Sergio Ruggiero Perrino | 12-02-2017 | I racconti di antimafia

Dino Gassani aveva 51 anni quando fu assassinato insieme a Pino Grimaldi. Sarà intitolato a loro il Presidio di Libera ad Angri. Il ricordo del figlio di Dino, Luigi.


Il Presidio di Libera ad Angri, che a breve verrà ufficialmente inaugurato, intitolerà la propria sede locale alla memoria di un valoroso ed importante avvocato nato ad Angri, Dino Gassani, che fu brutalmente assassinato dalla camorra a soli 51 anni, il 27 marzo 1981, nel suo centralissimo studio di Salerno. Il presidio verrà intitolato anche alla memoria di un altro coraggioso uomo: l’amico e fedele segretario di Gassani, Pino Grimaldi, anch’egli assassinato in quella tragica sera di marzo.

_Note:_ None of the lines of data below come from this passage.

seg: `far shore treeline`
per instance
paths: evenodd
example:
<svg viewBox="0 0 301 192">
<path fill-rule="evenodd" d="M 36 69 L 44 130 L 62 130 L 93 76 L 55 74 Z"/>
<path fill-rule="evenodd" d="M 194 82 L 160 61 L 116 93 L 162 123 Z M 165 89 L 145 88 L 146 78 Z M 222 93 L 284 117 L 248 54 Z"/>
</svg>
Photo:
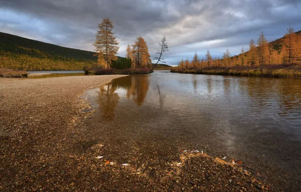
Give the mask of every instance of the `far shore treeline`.
<svg viewBox="0 0 301 192">
<path fill-rule="evenodd" d="M 295 33 L 291 26 L 283 37 L 269 42 L 263 32 L 257 41 L 252 39 L 248 51 L 241 47 L 238 56 L 229 49 L 222 58 L 213 57 L 207 50 L 205 58 L 196 52 L 192 61 L 182 60 L 173 72 L 277 77 L 301 77 L 301 31 Z"/>
<path fill-rule="evenodd" d="M 98 25 L 96 40 L 93 43 L 97 57 L 96 64 L 84 69 L 85 73 L 96 75 L 111 74 L 147 74 L 153 69 L 146 41 L 142 36 L 138 36 L 134 43 L 128 44 L 125 58 L 117 58 L 119 43 L 113 32 L 114 24 L 109 18 L 104 18 Z M 160 57 L 157 58 L 157 63 L 162 61 L 162 54 L 167 51 L 165 37 L 159 43 Z M 156 64 L 156 65 L 157 65 Z"/>
<path fill-rule="evenodd" d="M 62 47 L 0 32 L 0 69 L 84 70 L 95 74 L 148 73 L 156 65 L 152 63 L 146 41 L 141 36 L 137 37 L 132 45 L 128 45 L 125 58 L 117 56 L 119 47 L 113 27 L 113 22 L 108 18 L 98 24 L 93 43 L 96 52 Z M 163 39 L 166 40 L 165 38 Z M 160 46 L 161 44 L 159 43 Z M 161 56 L 163 52 L 159 54 Z M 162 58 L 157 60 L 157 64 L 162 60 Z M 164 64 L 157 66 L 158 69 L 170 68 Z"/>
</svg>

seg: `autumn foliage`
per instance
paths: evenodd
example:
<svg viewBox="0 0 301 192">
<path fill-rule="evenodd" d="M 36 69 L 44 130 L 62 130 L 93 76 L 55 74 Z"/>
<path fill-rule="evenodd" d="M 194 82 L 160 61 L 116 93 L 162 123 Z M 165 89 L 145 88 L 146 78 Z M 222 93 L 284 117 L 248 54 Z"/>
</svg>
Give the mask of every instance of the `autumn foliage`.
<svg viewBox="0 0 301 192">
<path fill-rule="evenodd" d="M 232 56 L 227 49 L 222 58 L 213 57 L 208 50 L 205 59 L 200 59 L 196 52 L 191 62 L 182 60 L 178 67 L 183 70 L 210 67 L 249 66 L 257 67 L 262 70 L 266 65 L 300 62 L 301 33 L 295 33 L 289 26 L 283 37 L 274 42 L 269 42 L 262 31 L 257 42 L 251 39 L 248 51 L 245 51 L 242 46 L 238 56 Z"/>
</svg>

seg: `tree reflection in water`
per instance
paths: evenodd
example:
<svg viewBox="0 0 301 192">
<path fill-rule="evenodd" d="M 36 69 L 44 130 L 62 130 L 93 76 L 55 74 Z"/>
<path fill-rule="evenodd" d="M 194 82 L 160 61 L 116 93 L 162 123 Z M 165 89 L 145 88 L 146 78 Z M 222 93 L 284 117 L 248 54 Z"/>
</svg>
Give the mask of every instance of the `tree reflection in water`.
<svg viewBox="0 0 301 192">
<path fill-rule="evenodd" d="M 102 86 L 99 109 L 102 117 L 112 120 L 115 116 L 120 99 L 116 92 L 118 89 L 126 90 L 127 99 L 132 100 L 137 106 L 141 106 L 145 100 L 149 87 L 148 75 L 132 75 L 118 78 Z"/>
</svg>

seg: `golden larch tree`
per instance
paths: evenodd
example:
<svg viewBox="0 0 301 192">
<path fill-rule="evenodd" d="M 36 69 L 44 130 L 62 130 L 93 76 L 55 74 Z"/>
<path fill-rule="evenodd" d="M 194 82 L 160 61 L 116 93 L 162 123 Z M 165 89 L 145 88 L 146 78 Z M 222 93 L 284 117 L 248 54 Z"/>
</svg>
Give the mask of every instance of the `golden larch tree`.
<svg viewBox="0 0 301 192">
<path fill-rule="evenodd" d="M 131 45 L 129 44 L 127 45 L 126 47 L 126 54 L 125 54 L 125 57 L 128 58 L 131 58 L 131 54 L 132 54 L 132 49 L 131 49 Z"/>
<path fill-rule="evenodd" d="M 263 64 L 268 63 L 269 59 L 268 42 L 263 31 L 261 31 L 258 37 L 257 45 L 258 46 L 258 55 L 259 56 L 259 64 L 260 66 L 261 66 L 262 70 Z"/>
<path fill-rule="evenodd" d="M 241 66 L 243 66 L 244 65 L 244 63 L 245 62 L 245 52 L 244 51 L 244 48 L 243 46 L 241 47 L 240 50 L 240 55 L 239 55 L 239 59 L 240 61 L 240 63 L 241 64 Z"/>
<path fill-rule="evenodd" d="M 208 65 L 208 67 L 209 67 L 212 60 L 212 57 L 211 56 L 211 54 L 210 54 L 210 52 L 209 51 L 209 50 L 207 50 L 207 53 L 206 53 L 206 62 Z"/>
<path fill-rule="evenodd" d="M 296 37 L 293 28 L 290 25 L 283 40 L 284 60 L 286 62 L 292 63 L 295 60 L 295 57 L 297 55 Z"/>
<path fill-rule="evenodd" d="M 191 61 L 191 66 L 192 67 L 197 67 L 198 63 L 198 56 L 197 56 L 197 54 L 196 52 L 194 53 L 194 55 L 193 56 L 193 58 L 192 59 L 192 61 Z"/>
<path fill-rule="evenodd" d="M 107 67 L 109 68 L 109 62 L 116 59 L 119 43 L 113 32 L 113 22 L 109 18 L 104 18 L 103 22 L 98 25 L 98 30 L 96 33 L 96 40 L 93 45 L 95 51 L 97 53 L 98 60 L 102 61 L 99 57 L 102 57 L 106 61 Z"/>
<path fill-rule="evenodd" d="M 252 39 L 249 43 L 249 51 L 247 54 L 247 63 L 249 65 L 256 65 L 258 61 L 256 44 L 254 39 Z"/>
<path fill-rule="evenodd" d="M 137 40 L 132 45 L 133 62 L 135 67 L 144 67 L 150 61 L 150 55 L 148 53 L 147 44 L 141 36 L 137 37 Z"/>
<path fill-rule="evenodd" d="M 188 60 L 188 59 L 186 59 L 186 60 L 185 60 L 184 64 L 186 69 L 189 68 L 190 67 L 190 63 L 189 62 L 189 61 Z"/>
</svg>

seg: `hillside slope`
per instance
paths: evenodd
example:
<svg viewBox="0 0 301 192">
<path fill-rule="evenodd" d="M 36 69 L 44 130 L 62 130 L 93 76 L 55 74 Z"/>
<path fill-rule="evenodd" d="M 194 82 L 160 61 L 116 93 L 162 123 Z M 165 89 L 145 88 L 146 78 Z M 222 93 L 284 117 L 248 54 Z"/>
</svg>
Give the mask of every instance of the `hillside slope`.
<svg viewBox="0 0 301 192">
<path fill-rule="evenodd" d="M 45 55 L 61 59 L 70 58 L 77 60 L 96 61 L 97 59 L 93 55 L 94 52 L 65 47 L 2 32 L 0 32 L 0 50 L 33 56 L 36 56 L 34 50 L 38 50 Z"/>
<path fill-rule="evenodd" d="M 94 54 L 0 32 L 0 68 L 82 70 L 96 62 Z"/>
</svg>

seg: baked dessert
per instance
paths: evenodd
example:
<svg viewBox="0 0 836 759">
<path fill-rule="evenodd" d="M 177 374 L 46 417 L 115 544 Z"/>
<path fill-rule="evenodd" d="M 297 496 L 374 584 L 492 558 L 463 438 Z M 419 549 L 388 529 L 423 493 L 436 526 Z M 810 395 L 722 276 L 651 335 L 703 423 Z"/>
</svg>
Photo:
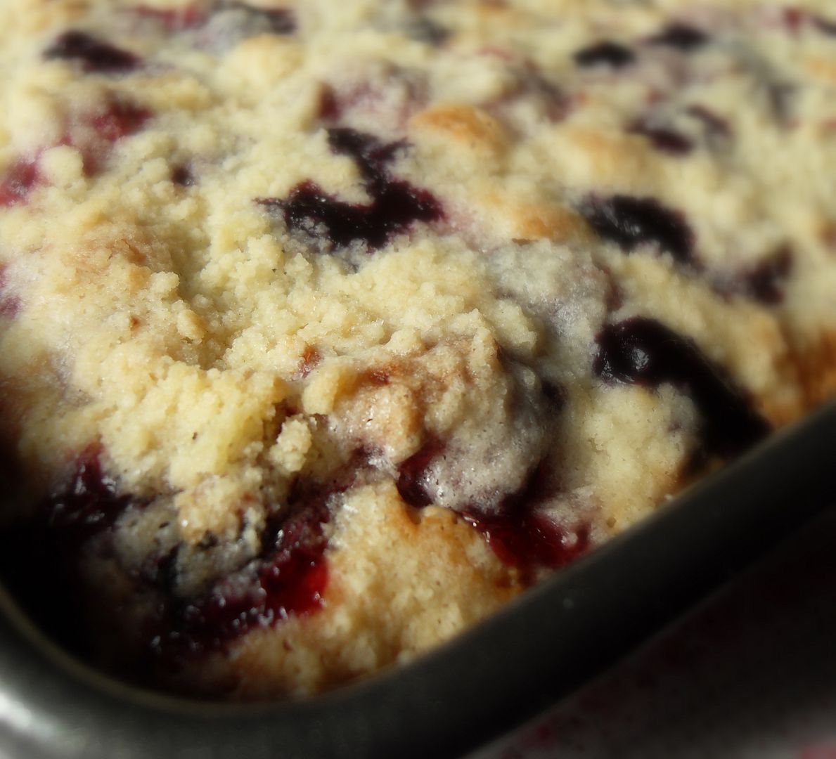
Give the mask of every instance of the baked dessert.
<svg viewBox="0 0 836 759">
<path fill-rule="evenodd" d="M 3 573 L 89 660 L 310 693 L 836 384 L 836 13 L 6 0 Z"/>
</svg>

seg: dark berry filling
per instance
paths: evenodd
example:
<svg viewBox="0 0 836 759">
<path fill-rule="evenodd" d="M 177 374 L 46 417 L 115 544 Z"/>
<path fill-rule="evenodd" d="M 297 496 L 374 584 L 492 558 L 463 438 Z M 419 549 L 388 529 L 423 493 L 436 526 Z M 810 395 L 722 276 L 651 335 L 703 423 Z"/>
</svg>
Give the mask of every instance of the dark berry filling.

Abbiamo incontrato, proprio sul luogo della tragedia, il figlio di Dino Gassani, Luigi, avvocato penalista, per farci raccontare la storia dell’illustre genitore, uomo retto che, per un alto senso del dovere, contrastò con diligenza e dignità la camorra, sacrificando eroicamente la propria vita.

Avvocato Gassani in questi lunghi anni lei e la sua famiglia avete rilasciato pochissime interviste sia a testate locali che nazionali. Siete stati molto riservati, e per tale motivo la ringrazio di cuore per aver accettato la nostra intervista che intende approfondire la storia di un eroico concittadino qual è stato suo padre. Una prima domanda è sul presente: come mai Dino Gassani, uomo di grande fede e rettitudine, che ha compiuto diligentemente il suo lavoro di difensore della legge fino agli ultimi tragici istanti della propria vita, è stato ricordato poco o quasi per niente sia ad Angri, suo paese natio, e sia a Salerno dove lavorava in qualità di avvocato penalista?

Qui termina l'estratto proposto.